Diffusion measures

Non-diffusion weighted signal [DTI/QTI/DTD]

The intensity of the non diffusion-weighted signal, $$\mathcal{S}_0$$, is given by

$\mathcal{S}_0 = \sum_{n = 1}^{N_\mathrm{out}} w_n \, .$

Note that $$\mathcal{S}_0$$ remains weighted by relaxation.

Mean size [DTI/QTI/DTD]

The mean size is computed as

$\mathrm{E}[D_\mathrm{iso}]\, .$

Equivalent of the apparent diffusion coefficient ($$\mathrm{ADC}$$) and the mean diffusivity ($$\mathrm{MD}$$), $$\mathrm{E}[D_\mathrm{iso}]$$ reports on the average rate of diffusion (in $$\mu\mathrm{m}^2\mathrm{/ms}$$) of water molecules in their corresponding medium. In tissue, $$\mathrm{E}[D_\mathrm{iso}]$$ is roughly inversely proportional to cell density (or cellularity): the higher $$\mathrm{E}[D_\mathrm{iso}]$$, the lower the cell density.

Mean shape [QTI/DTD]

The mean shape is computed as

$\mathrm{E}[D_\Delta^2]\,.$

$$D_\Delta^2$$ is chosen instead of $$D_\Delta$$ to measure anisotropy to prevent any compensation within a mixed population of prolate ($$D_\Delta > 0$$) and oblate ($$D_\Delta < 0$$) components. This also relates to the fact that part of the second cumulant of the signal is given by $$\mathrm{E}[(D_\mathrm{iso} D_\Delta)^2]$$. The unitless mean shape, bound between 0 and 1, is a measure of microscopic anisotropy: the higher $$\mathrm{E}[D_\Delta^2]$$, the more elongated the tissue components of the voxel content, disregarding whether or not these are aligned on the voxel scale.

Variance of sizes [QTI/DTD]

The variance of sizes is given by

$\mathrm{V}[D_\mathrm{iso}] = \mathrm{E}[D_\mathrm{iso}^2] - \mathrm{E}[D_\mathrm{iso}]^2\, ,$

and is identical to $$V_\mathrm{iso}$$ in the context of QTI. $$\mathrm{V}[D_\mathrm{iso}]$$ reports on variations in cell density within the voxel content.

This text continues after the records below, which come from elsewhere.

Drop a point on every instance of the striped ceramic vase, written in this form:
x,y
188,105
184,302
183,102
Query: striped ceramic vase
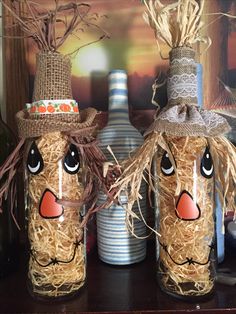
x,y
115,244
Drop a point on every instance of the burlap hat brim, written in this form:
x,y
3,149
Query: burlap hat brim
x,y
39,125
189,120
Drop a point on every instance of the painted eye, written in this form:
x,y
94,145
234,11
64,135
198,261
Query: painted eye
x,y
207,168
166,165
71,161
34,160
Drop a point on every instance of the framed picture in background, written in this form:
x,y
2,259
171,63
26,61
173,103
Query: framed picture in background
x,y
132,47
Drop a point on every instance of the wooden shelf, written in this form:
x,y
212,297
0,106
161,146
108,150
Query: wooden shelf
x,y
129,289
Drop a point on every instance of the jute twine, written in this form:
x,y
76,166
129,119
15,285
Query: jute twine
x,y
53,76
181,116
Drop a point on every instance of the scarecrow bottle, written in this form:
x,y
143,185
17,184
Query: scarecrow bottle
x,y
54,183
186,195
190,152
62,162
8,230
116,245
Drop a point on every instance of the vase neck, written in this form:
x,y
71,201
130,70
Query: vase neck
x,y
182,77
118,98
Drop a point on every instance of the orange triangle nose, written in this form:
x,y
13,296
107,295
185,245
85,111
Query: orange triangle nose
x,y
49,208
186,209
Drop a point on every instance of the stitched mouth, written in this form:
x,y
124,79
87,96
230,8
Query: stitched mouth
x,y
55,261
188,260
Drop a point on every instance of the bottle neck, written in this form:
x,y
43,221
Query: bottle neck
x,y
118,98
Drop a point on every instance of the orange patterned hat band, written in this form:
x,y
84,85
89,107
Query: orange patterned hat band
x,y
52,107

The higher $$\mathrm{V}[D_\mathrm{iso}]$$, the less uniform the cell density in a given voxel.

Typically, a $$\mathrm{V}[D_\mathrm{iso}]$$ map tends to be bright in regions at the interface between the high-diffusive ventricles and the low-diffusive white matter, and in regions at the interface between the high-diffusive cerebrospinal fluid surrounding the brain and the low-diffusive grey matter. It also tends to appear bright in glioblastomas, due to their non-uniform cell density.

Variance of shapes

The variance of shapes is given by

$\mathrm{V}[D_\Delta^2] = \mathrm{E}[D_\Delta^4] - \mathrm{E}[D_\Delta^2]^2\, .$

$$\mathrm{V}[D_\Delta^2]$$ reports on variations in cell elongation within the voxel content. The higher $$\mathrm{V}[D_\Delta^2]$$, the more diverse cell elongations in a given voxel.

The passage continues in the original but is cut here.